On my way home, I was shocked to see that the interchange ramp from Hwy 680 to Hwy 101 S was movin' right along. Normally, it gets really backed up and I have to find an alternate route. I never, ever drive on that thing if there's a backup. Why? Well, for many years, I have imagined that this particular ramp will be the death of me. And I think about it all the time -- exhaustively. I remember watching the construction crews retrofitting it for earthquake resistance, but I still don't trust it. I mean, it's gotta be at least ten stories tall with a slanted curve in the middle. Every time I drive across it -- which, I have to admit, is often -- I picture myself desperately clutching the wheel, the ramp crumbling under the force of the quake, as Big Red and I plunge hundreds of feet to the pavement below. I can see it in my head so clearly ... like Ally McBeal's dancing baby. Somehow, I feel 100% certain that this scenario will only occur during a traffic jam. Now that I think about it (again), I realize that doesn't make good sense. I still believe it, though. And wouldn't you know, traffic came to a complete stop before I'd made it halfway across. So, that was a good ten minutes of deep breathing exercises and forced happy thoughts. Alas, no earthquakes today. Phew!

I did mention this fear to my dad once, expecting derisive laughter or, at the very least, eye rolling. But no. He shares my fear, right down to the last detail. Well, maybe not the last detail. I'm sure he imagines himself belting out a manly yell instead of my girly scream. But it's pretty close. So, who knows? Maybe I get my over-thinking trait from him. It's nice to know I'm not the only one.

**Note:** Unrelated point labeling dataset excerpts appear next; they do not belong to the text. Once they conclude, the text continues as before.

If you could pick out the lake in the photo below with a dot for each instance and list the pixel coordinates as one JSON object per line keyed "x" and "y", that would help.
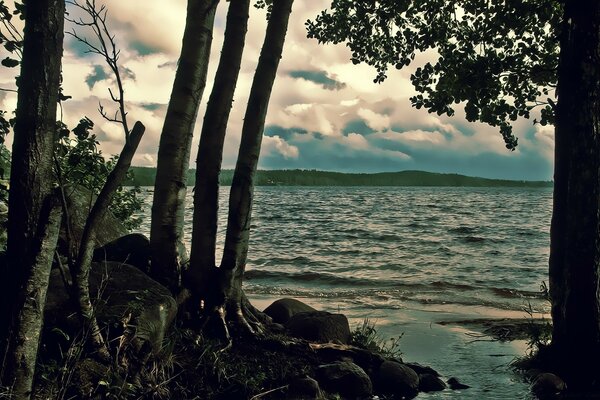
{"x": 407, "y": 258}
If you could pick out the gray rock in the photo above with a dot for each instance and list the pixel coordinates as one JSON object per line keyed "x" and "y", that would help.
{"x": 345, "y": 378}
{"x": 121, "y": 293}
{"x": 304, "y": 388}
{"x": 397, "y": 379}
{"x": 79, "y": 203}
{"x": 319, "y": 326}
{"x": 132, "y": 249}
{"x": 547, "y": 385}
{"x": 456, "y": 385}
{"x": 422, "y": 369}
{"x": 283, "y": 309}
{"x": 430, "y": 383}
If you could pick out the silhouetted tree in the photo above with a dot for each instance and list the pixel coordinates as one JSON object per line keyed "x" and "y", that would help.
{"x": 34, "y": 217}
{"x": 175, "y": 143}
{"x": 501, "y": 59}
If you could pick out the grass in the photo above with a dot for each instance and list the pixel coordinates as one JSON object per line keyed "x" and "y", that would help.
{"x": 365, "y": 336}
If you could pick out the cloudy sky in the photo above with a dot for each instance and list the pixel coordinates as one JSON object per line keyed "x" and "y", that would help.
{"x": 325, "y": 113}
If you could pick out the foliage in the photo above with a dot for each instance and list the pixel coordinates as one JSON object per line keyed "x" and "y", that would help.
{"x": 500, "y": 58}
{"x": 79, "y": 161}
{"x": 366, "y": 336}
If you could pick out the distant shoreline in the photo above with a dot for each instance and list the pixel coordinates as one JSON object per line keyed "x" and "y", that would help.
{"x": 144, "y": 176}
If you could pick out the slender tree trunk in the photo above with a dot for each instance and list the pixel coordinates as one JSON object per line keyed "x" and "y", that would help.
{"x": 242, "y": 186}
{"x": 20, "y": 363}
{"x": 31, "y": 167}
{"x": 575, "y": 228}
{"x": 168, "y": 205}
{"x": 210, "y": 149}
{"x": 81, "y": 268}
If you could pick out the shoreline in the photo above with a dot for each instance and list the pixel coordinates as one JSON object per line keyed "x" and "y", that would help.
{"x": 454, "y": 344}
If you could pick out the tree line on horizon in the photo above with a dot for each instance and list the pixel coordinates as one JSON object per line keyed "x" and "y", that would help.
{"x": 145, "y": 176}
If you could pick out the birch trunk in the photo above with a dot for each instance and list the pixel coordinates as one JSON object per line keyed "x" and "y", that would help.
{"x": 24, "y": 278}
{"x": 210, "y": 150}
{"x": 166, "y": 231}
{"x": 81, "y": 268}
{"x": 242, "y": 186}
{"x": 575, "y": 229}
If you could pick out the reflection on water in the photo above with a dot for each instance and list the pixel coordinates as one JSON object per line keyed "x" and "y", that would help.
{"x": 407, "y": 257}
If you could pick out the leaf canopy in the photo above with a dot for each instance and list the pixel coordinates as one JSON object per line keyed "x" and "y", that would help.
{"x": 498, "y": 58}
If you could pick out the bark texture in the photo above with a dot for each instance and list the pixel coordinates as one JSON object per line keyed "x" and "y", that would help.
{"x": 575, "y": 228}
{"x": 20, "y": 363}
{"x": 166, "y": 231}
{"x": 210, "y": 149}
{"x": 33, "y": 145}
{"x": 242, "y": 186}
{"x": 31, "y": 180}
{"x": 81, "y": 268}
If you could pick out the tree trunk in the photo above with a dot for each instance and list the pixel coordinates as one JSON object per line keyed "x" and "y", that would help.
{"x": 242, "y": 186}
{"x": 575, "y": 228}
{"x": 20, "y": 363}
{"x": 81, "y": 268}
{"x": 33, "y": 146}
{"x": 166, "y": 231}
{"x": 210, "y": 149}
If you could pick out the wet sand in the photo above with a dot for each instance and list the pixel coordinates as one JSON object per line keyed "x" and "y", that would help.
{"x": 461, "y": 342}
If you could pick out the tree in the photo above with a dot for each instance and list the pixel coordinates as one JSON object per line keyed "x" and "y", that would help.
{"x": 575, "y": 228}
{"x": 241, "y": 195}
{"x": 34, "y": 217}
{"x": 500, "y": 58}
{"x": 210, "y": 151}
{"x": 175, "y": 142}
{"x": 497, "y": 58}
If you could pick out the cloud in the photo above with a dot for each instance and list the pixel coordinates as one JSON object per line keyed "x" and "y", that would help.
{"x": 96, "y": 75}
{"x": 318, "y": 77}
{"x": 324, "y": 113}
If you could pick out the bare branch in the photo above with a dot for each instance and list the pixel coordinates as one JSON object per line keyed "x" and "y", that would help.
{"x": 106, "y": 48}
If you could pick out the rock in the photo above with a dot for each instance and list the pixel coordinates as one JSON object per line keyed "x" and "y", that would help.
{"x": 124, "y": 293}
{"x": 397, "y": 379}
{"x": 430, "y": 383}
{"x": 283, "y": 309}
{"x": 132, "y": 249}
{"x": 87, "y": 375}
{"x": 319, "y": 326}
{"x": 365, "y": 359}
{"x": 422, "y": 369}
{"x": 79, "y": 203}
{"x": 305, "y": 388}
{"x": 547, "y": 385}
{"x": 456, "y": 385}
{"x": 345, "y": 378}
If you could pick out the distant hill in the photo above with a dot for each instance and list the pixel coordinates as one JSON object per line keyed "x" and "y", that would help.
{"x": 144, "y": 176}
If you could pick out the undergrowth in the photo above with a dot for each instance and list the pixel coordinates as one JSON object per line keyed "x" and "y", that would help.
{"x": 365, "y": 336}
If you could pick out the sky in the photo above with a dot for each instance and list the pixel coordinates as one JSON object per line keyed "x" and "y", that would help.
{"x": 325, "y": 113}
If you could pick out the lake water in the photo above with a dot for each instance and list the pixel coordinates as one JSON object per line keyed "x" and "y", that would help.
{"x": 408, "y": 258}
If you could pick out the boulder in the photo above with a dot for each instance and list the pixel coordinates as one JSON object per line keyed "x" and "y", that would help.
{"x": 430, "y": 383}
{"x": 397, "y": 379}
{"x": 345, "y": 378}
{"x": 132, "y": 249}
{"x": 455, "y": 384}
{"x": 319, "y": 326}
{"x": 283, "y": 309}
{"x": 126, "y": 300}
{"x": 79, "y": 203}
{"x": 331, "y": 352}
{"x": 304, "y": 388}
{"x": 547, "y": 385}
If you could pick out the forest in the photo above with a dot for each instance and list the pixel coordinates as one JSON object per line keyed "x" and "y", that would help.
{"x": 90, "y": 309}
{"x": 144, "y": 176}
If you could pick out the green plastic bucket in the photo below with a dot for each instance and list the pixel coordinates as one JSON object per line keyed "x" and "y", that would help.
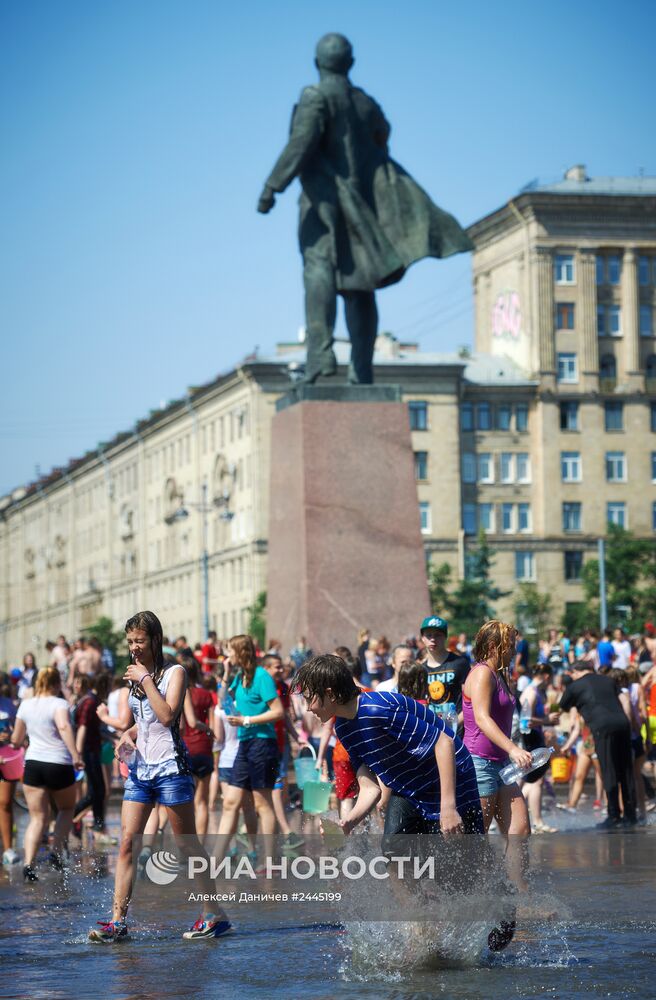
{"x": 316, "y": 796}
{"x": 305, "y": 767}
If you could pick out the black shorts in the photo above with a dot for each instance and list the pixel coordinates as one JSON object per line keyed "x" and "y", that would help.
{"x": 202, "y": 764}
{"x": 256, "y": 764}
{"x": 42, "y": 774}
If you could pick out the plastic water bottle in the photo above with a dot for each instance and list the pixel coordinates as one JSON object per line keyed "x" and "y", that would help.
{"x": 450, "y": 716}
{"x": 525, "y": 720}
{"x": 512, "y": 772}
{"x": 127, "y": 753}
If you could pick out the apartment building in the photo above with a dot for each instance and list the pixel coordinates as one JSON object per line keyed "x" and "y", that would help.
{"x": 542, "y": 437}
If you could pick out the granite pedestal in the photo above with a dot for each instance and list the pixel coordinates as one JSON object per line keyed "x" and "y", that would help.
{"x": 345, "y": 547}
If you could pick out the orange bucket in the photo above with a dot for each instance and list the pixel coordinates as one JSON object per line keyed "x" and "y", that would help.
{"x": 561, "y": 769}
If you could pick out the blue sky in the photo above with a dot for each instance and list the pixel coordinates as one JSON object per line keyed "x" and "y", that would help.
{"x": 136, "y": 136}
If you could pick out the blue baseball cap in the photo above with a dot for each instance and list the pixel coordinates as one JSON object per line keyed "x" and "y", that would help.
{"x": 434, "y": 621}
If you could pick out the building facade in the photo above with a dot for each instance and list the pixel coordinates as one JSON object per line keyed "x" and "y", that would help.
{"x": 540, "y": 439}
{"x": 565, "y": 285}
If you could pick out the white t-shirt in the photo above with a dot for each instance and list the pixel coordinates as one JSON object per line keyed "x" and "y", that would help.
{"x": 46, "y": 744}
{"x": 391, "y": 685}
{"x": 160, "y": 750}
{"x": 230, "y": 743}
{"x": 622, "y": 649}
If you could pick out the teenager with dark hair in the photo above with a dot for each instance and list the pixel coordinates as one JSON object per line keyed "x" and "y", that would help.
{"x": 595, "y": 697}
{"x": 159, "y": 772}
{"x": 401, "y": 742}
{"x": 255, "y": 769}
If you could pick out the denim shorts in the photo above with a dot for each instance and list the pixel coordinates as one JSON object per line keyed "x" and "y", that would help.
{"x": 167, "y": 789}
{"x": 487, "y": 775}
{"x": 256, "y": 764}
{"x": 283, "y": 767}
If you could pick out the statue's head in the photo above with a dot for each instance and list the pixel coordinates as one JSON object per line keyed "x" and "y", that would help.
{"x": 334, "y": 53}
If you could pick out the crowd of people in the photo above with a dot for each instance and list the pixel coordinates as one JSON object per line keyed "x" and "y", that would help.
{"x": 420, "y": 732}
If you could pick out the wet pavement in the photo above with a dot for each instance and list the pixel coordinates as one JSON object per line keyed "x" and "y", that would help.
{"x": 587, "y": 928}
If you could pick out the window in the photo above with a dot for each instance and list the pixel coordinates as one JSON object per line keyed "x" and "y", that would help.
{"x": 615, "y": 467}
{"x": 573, "y": 566}
{"x": 485, "y": 468}
{"x": 601, "y": 321}
{"x": 421, "y": 465}
{"x": 483, "y": 417}
{"x": 565, "y": 316}
{"x": 570, "y": 466}
{"x": 468, "y": 467}
{"x": 571, "y": 517}
{"x": 646, "y": 326}
{"x": 614, "y": 416}
{"x": 524, "y": 517}
{"x": 521, "y": 417}
{"x": 503, "y": 417}
{"x": 523, "y": 460}
{"x": 418, "y": 415}
{"x": 564, "y": 269}
{"x": 614, "y": 321}
{"x": 643, "y": 270}
{"x": 568, "y": 370}
{"x": 486, "y": 517}
{"x": 507, "y": 518}
{"x": 524, "y": 566}
{"x": 425, "y": 517}
{"x": 616, "y": 514}
{"x": 569, "y": 416}
{"x": 469, "y": 518}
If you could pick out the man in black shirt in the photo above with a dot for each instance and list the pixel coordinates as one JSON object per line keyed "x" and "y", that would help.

Recently, I've been thinking a lot about what it must be like to live in a homeless shelter. I've never really seen one, but I looked them up online and discovered that there are four shelters relatively close to my apartment. I've even been thinking about moving in to one. No, really. I could sell all my stuff -- except for Big Red, of course -- and move on in. Then, what the heck? Maybe I'll write a book about it. I figure that most people who experience this don't have the skill or the education to put it down on paper. I could do that. And when Paramount and I cut a deal for the movie rights, I'll insist -- as a part of my contract -- that I get to play a part. And this is how I'll finally realize my dream of becoming a famous actress, which is one of the topics I like to think about, as I've said, when I wake up in the morning. I just hope this all happens before aliens take over the planet or Armageddon strikes.

B

Pet peeve of the day:
Irregardless. This is not a word, people. I'm not throwing around any accusations here, but ... if I ever hear you use it, I'll be forced to stitch your mouth shut. It really does drive me crazy -- and I think we all know I'm plenty crazy without your help. Just keep that in mind.